The Quest for Objective Writing in France in the Twentieth Century

Aditya Gandhi, Pomona College

Usually, the word "revolution" refers to a rebellion against a single person, or a small group of people—in other words, someone who hears the word will think that a king or an aristocracy is abusing its power. This is actually what happened in France during the French Revolution, which was aimed at erasing the inequality imposed by the existence of a nobility. Similarly, when we talk about "tradition" we often think of a section of the nobles drinking tea in a very polite and old-fashioned way. But when we talk about twentieth-century France, we have to remember that the bourgeoisie had most of the power—a consequence, in fact, of the French Revolution. This bourgeoisie was not distinguished by birth and it constituted a large number of people. There were nevertheless ideological revolts against this new tradition instituted by the bourgeoisie, a very capitalist tradition that depended on the activity of the workers. In the twentieth century, therefore, many people protested the status quo of this bourgeois culture. They questioned not only the values ​​of such a society, but also its literature, which they consciously or unconsciously thought about.

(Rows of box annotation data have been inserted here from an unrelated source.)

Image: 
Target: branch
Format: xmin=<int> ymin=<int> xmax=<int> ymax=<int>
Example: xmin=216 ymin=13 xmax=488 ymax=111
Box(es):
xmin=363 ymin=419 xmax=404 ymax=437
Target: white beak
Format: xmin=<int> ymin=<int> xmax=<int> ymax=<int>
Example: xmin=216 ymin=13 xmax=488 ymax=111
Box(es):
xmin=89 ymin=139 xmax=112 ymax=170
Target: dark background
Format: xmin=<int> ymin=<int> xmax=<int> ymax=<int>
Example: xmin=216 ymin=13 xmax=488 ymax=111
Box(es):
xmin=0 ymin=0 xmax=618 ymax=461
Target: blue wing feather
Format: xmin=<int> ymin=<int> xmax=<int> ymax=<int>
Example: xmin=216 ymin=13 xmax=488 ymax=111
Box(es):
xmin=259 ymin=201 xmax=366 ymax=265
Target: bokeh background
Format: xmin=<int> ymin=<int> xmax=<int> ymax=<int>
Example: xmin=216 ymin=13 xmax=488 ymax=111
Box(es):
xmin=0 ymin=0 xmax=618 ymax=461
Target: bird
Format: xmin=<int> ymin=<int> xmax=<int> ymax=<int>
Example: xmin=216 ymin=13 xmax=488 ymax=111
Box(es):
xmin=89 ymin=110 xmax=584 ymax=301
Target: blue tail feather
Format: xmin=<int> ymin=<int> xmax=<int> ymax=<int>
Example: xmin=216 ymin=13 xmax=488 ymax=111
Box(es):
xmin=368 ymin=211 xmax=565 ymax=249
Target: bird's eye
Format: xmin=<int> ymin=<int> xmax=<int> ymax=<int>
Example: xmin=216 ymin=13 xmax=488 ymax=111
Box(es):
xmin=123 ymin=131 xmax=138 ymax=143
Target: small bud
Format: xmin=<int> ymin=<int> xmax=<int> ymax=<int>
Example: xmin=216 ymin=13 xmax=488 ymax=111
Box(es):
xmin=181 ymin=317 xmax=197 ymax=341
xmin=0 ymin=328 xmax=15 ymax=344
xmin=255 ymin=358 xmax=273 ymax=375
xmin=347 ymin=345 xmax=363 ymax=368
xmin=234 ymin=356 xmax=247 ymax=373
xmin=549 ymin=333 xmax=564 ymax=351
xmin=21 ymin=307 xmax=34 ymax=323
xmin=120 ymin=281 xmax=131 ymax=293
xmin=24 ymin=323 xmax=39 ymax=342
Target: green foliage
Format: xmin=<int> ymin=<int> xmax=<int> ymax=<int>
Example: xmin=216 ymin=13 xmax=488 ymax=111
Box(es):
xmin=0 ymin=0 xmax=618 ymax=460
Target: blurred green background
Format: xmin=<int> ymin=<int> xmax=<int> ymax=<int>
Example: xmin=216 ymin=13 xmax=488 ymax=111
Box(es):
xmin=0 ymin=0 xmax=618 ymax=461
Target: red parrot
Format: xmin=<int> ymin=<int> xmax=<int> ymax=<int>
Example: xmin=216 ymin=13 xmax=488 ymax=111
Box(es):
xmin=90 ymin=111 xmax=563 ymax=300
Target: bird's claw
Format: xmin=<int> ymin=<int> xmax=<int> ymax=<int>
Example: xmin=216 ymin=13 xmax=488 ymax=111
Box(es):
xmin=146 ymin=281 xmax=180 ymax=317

In the twentieth century, the French could not really protest against any economic misfortune, for France was then enjoying a wave of prosperity.[1] Other aspects of French society deserved the people's condemnation, however. Perhaps the most serious problem was imperialism, because of which France was at that time involved in many wars.[2] And, as Lenin's famous quote indicates, imperialism is the highest stage of capitalism. Since the bourgeoisie had ruled France since the French Revolution in the eighteenth century—and since the nineteenth century was a golden age for the bourgeoisie—the twentieth century was the product of the bourgeois.[3] The bourgeoisie itself associated itself with the established Church, an essential phenomenon of an authority figure throughout history.[4] The tradition against which a malcontent would protest, then, was that of the bourgeoisie rather than that of the "old nobility of the sword."[5] In addition to the wars that France was waging at this time, and despite its economic boom, the workers were suffering. According to Anwar Youssef, while many people who made up the bourgeoisie "dominated the social edifice...the mass of workers and the people lived in the blackest misery."[6] The proletariat therefore desired an upheaval of the status quo. We see some of their rebellions in the twentieth century, such as those of the socialist organ "Worker of the Oise" and even the rise to power of the French Communist Party.[7] The twentieth century was in a sense a century of revolt, a reaction against the nineteenth century.

This era of reaction also concerned literature. Roland Barthes wrote extensively on this subject. It is important to note that he himself was an anti-bourgeois and Marxist figure, hoping for an upheaval of the nineteenth-century order.[8] In his own words, he lamented the state of a "proletariat excluded from all culture."[9] He describes the dominant literature, the traditional novel, of the nineteenth century in his essay, "The Writing of the Novel." Such a novel is distinguished by its use of the past simple and the third person, two symbols indicating that one has entered the world of the novel. But these characteristics of literature are also for him symbols of a bourgeois order. After all, we understand thanks to Barthes that the novel of this era is not separate from society, because "it is society that imposes the Novel, that is to say, a complex of signs. »[10] These signs—the simple past, the third person, and the narrative—allow the reader to recognize a familiar world, the one in which he lives. Barthes writes that "the narrative past is therefore part of a security system of Belles-Lettres…an image of an order…one of these many formal pacts established between the writer and society."[11] Moreover, in his book Mythologies , Barthes writes in a similar way that bourgeois and imperialist rhetoric sinks unconsciously into language.[12] In "The Writing of the Novel" Barthes writes that "The Novel is a product characterized…[by] a certain mythology of the universal, specific to bourgeois society"; the nineteenth-century novel thus becomes intrinsically bourgeois, a product of the society of the time, and in reading it the bourgeois system seems to be natural, inseparable from reality.[13] In short, according to Barthes, the bourgeoisie uses literature to universalize its values.[14] Given Barthes' political convictions, we know that he ultimately wanted to fight against such a naturalization of the bourgeois order.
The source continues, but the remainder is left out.